[ISEA2015] Artists Statement: Amaranth Borsuk & Brad Bouse – WHISPERING GALLERIES

Artists Statement

Net art with Leap Motion (2014)

In a domed whispering gallery, even the quietest sounds are carried from one end of the room to another: communication across great distance. Whispering Galleries delivers messages across time — helping a voice lost to history reach a contemporary audience. Visitors to Whispering Galleries see their own image reflected and distorted on a screen, and on its surface, a glowing text appears to float: an entry from an anonymous 1858 diary. The author worked with his hands in many roles: as a woodworker making handles, a dry goods clerk sweeping up and making trade, and a violinist making music at home and church. In daily entries, his week is measured by handwork. Visitors to Whispering Galleries use their own hands to sweep the dust from his diary: gesturing over a Leap Motion controller, they scatter pixels from the text, leaving behind a web of whispers: erasure poems that tell a hidden narrative of 19th-century life, labor, and art.

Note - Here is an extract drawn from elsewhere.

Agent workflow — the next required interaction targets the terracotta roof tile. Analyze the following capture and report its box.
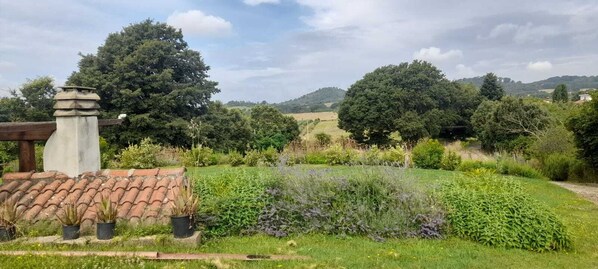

  • Amaranth Borsuk’s most recent book is As We Know, a collaboration with Andy Fitch. She is the author of Handiwork (Slope, 2012), and, with Brad Bouse, Between Page and Screen (Siglio, 2012), a book of augmented reality poems. The two recently collaborated on Whispering Galleries, an interactive erasure using LeapMotion. Abra, a collaboration with Kate Durbin (forthcoming, 1913 Press), received an NEA-sponsored Expanded Artists’ Books grant from the Center for Book and Paper Arts at Columbia College Chicago, USA, and will be issued this year as an artist’s book with an iPad app by Ian Hatcher.
  • Brad Bouse is a developer interested in the creative applications of code. He has a degree in film production from the University of Southern California, USA, and began his career working in visual effects. He has given several talks about creative code, recently including Cascadia JS, the Northwest’s largest JavaScript conference. His open source art projects include Solving Sol, which facilitates programmatically rendering Sol LeWitt’s wall drawings, and Facets.js, a generative polygonal library. Bouse designed and built the family tree interface for Geni and the original desktop app for Yammer. Currently, Brad runs an interactive design consulting service advising early-stage web startups.